Ok, je redresse les épaules et souris à mon tour, d’une manière que j’espère sûre et fière. Après tout, je suis heureuse d’être au bras de Monsieur Perfection. De Monsieur Sullivan. Pourtant, je n’en mène pas large.

Il attend que le brouhaha ait cessé et que tous les visages soient tournés vers nous pour esquisser un pas à l’intérieur. Alors, je peux enfin souffler, car les gens reprennent déjà leurs conversations. Seul un homme vient nous saluer, avant d’entamer une longue discussion avec mon compagnon. Je reconnais les mots action, transaction, fluctuer, mais je ne comprends pas le sens des autres termes qu'ils emploient.

Mon attention se porte sur les invités. Des groupes d’hommes sont lancés dans des conversations animées, et les femmes les imitent de leur côté. Je m'assure de ne pas représenter leur sujet de distraction en suivant la direction de leurs regards. C'est raté ! Je remarque de discrètes œillades posées sur ma personne et des visages rapprochés les uns des autres. Chez moi, on appelle cela des messes basses. Le jugement a débuté. Lukas n’est pourtant pas une star comme un acteur de cinéma ou un chanteur international ! Alors pourquoi toutes ces femmes riches qui ne manquent de rien se comportent-elles comme des groupies ?

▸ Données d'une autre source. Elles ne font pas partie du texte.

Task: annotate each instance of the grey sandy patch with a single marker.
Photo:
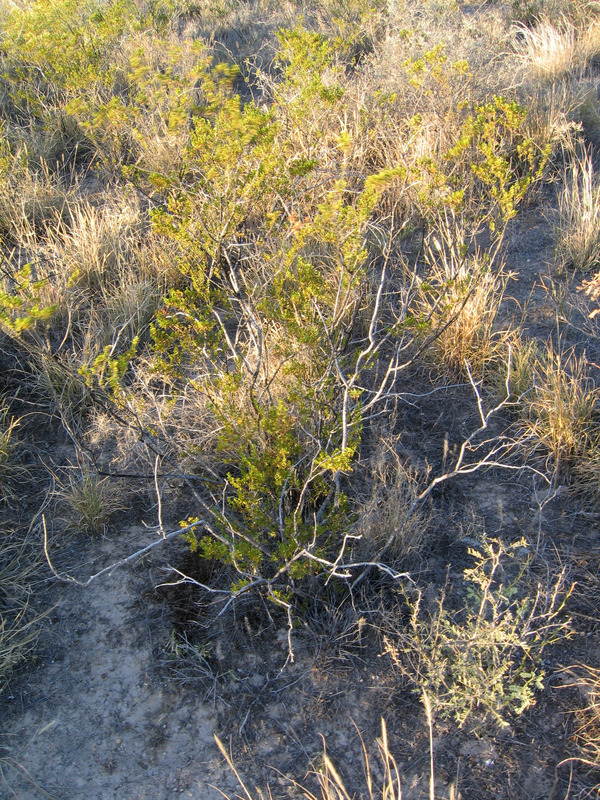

Un serveur me propose une coupe de champagne que j’accepte avec plaisir. Autant en profiter, le breuvage est excellent et les mignardises succulentes. Que tous ces gens faux parlent dans mon dos, qu'importe ! Je ne les reverrai jamais.

J’aperçois Angie devant le buffet. Elle s’esclaffe avec une femme qui pourrait être sa sœur tant leur allure est semblable. Qu’a-t-elle fait de Mickaël ?

Je le repère non loin de la scène avec un autre homme. J’ai la nette impression que mon ami s’ennuie fermement. Tout comme moi. La gent masculine a l’air particulièrement barbante, et les représentantes féminines peu accueillantes envers les inconnus. Mickaël croise mon regard, sourit et dirige sa coupe vers moi pour trinquer. L’ennuyeux personnage se rend alors compte qu’il ne l’écoute plus, le salue et s’éloigne. J’adresse un petit sourire rassurant à Lukas et pars rejoindre mon ami.

— Sacrée soirée, hein ? constate-t-il avec un sourire de connivence.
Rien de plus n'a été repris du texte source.